COMP 303 Software Development - Fall 2011: Milestone 2
Due: 18:00, Monday, November 14, 2011
In this milestone you will add significant usability features to your game code. This milestone assumes you have a satisfactory code-base from your efforts on the
previous milestone (not all the previously required features need to be present, but basic functionality is necessary).
If you need help improving your code to reach an appropriate level, please see a TA or the instructor.
Requirements
- Game boards are currently created randomly, but this potentially results in boards that cannot be solved. Modify your game generation so only boards for which a solution exists are generated. Your design should allow for randomized generation of as wide a variety of initial boards as possible, and should work for (almost) any layout.
- Add the ability to save and restore the current game state to the file-system.

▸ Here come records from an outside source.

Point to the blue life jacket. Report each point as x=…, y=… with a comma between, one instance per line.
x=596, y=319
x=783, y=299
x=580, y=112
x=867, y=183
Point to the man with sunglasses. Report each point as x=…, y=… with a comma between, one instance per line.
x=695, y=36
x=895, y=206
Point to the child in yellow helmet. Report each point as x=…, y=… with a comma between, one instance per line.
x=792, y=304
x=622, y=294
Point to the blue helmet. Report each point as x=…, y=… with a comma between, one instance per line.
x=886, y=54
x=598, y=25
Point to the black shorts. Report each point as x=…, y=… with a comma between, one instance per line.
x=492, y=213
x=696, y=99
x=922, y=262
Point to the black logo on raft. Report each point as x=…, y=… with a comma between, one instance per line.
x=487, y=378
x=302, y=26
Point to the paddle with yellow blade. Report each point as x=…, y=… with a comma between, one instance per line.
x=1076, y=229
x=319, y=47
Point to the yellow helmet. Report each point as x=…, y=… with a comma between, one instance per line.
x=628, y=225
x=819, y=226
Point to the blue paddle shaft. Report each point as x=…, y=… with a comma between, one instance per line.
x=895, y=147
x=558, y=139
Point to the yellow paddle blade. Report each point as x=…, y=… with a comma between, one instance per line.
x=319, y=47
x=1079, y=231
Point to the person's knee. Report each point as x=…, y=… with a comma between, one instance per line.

For this you need to add both the functionality to save/restore, as well as an appropriate user interface. Your design must be based on serialization.

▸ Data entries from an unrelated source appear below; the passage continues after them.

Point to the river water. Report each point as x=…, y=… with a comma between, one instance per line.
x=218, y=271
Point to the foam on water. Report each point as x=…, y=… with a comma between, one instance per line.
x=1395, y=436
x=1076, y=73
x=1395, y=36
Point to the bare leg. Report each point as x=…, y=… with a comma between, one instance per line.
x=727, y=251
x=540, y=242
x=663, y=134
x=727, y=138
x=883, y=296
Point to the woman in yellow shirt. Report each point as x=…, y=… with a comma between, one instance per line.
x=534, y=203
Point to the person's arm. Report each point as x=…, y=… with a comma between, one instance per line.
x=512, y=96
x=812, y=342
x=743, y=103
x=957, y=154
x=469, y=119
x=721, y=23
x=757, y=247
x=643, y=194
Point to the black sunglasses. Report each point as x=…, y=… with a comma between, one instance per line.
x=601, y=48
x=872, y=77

- Solitaire Mahjong can be made competitive by adding timing features, so players can compare their ability to complete the game in a given time limit:
- Add a timer GUI component, which continuously displays the current amount of time the player has taken.
- The timer should start once the first valid mouse-click is performed on the board of a new game.
- The timer should stop once once the game is terminated, either through win, loss or restart.
- A pause/continue interface should be added to the game interface, so a player can pause the timer and then continue it. While the timer
is paused the game should not allow user actions other than quit, restart, save, or restore.
- Add a hint mode:
- Clicking the hint button should toggle hint mode on/off. The hint-state is persistent until toggled off, a game is loaded, or a new game is started.
- In hint mode all tiles that have available matching pairs should be indicated in some fashion.
- In hint mode all tiles where the entire group of 4 is available should be indicated in some (other) fashion.
- Add an undo/redo facility:
- Define an appropriate and obvious interface to let the player undo (and subsequently redo) tile-pair removals.
- Undo and redo should be unbounded; that is, undo should allow tracing back to the board starting state, and redo should allow replaying undone moves in (reverse) order.
- Undo/redo information should be contained within the game save files.
- Add a high-score list:
- When a player is one of the 10 fastest to win a game he or she should be given the opportunity to enter his or her name in a high score list.
- High scores should not be recorded if the user has ever turned on hint mode, or used undo within the current game, or has loaded the game from a save file.
- High scores should be separately maintained for each board layout.
- High scores should be persistent (so restarting the application does not change high scores).
- An in-game interface needs to be provided to display the current high scores for the current board layout.
- All code must be well documented, including javadoc and internal comments as appropriate.
- You must incorporate (extensive) unit testing into your project. All important game behaviour and all significant methods should have associated unit tests based on JUnit. All tests must be linked from a class named
Milestone2Test.java
to make it easy to run all of them as a single suite.
What to hand in
You should hand in one archive-file and one document per group. Recall we are using moodle to handle the submissions.
- An exported project in a
zip
or tar.gz
file. This must include all files necessary to build and run your project, as well as all javadoc output. Please include your group number in the archive filename.
- A 1--2 page document describing your design. This should include components:
- a textual description of your strategy for building only solveable boards. Does your strategy allow you to generate all possible solveable boards (at least for, say, the turtle layout)? Give a convincing argument either way.
- an application state-diagram. There are now many buttons and options changing the state of your application. Show a state-diagram for your application (as a whole), adding states as appropriate with transitions to indicate how the state changes for each possible user interface action.
- a brief description of the specific contributions of each group member.
- Note: All documents should be provided using only common, OS-neutral format(s): pdf or ASCII text for textual documents, and pdf, png, gif, or jpg for images.
Evaluation
This milestone is worth 30% of the project component of your course grade. Grading will take the following into account:
- Code is well documented, clear and uniformly structured.
- Code provides the functionality listed above.
- Code is correct and does not exhibit bugs or other failures. Note we may apply tests of our devising (ie outside of your unit tests).
- Code is well-designed following the principles discussed in class.
- Unit tests provide extensive and relevant coverage of potential bugs and problems.
- The document supplied includes all components, correctly and cleanly expressed.
Note that all team members are expected to contribute in some fashion to all milestones. Your contribution to each milestone may be somewhat uneven, but your final project grade will be scaled according to your overall contribution throughout all the milestones.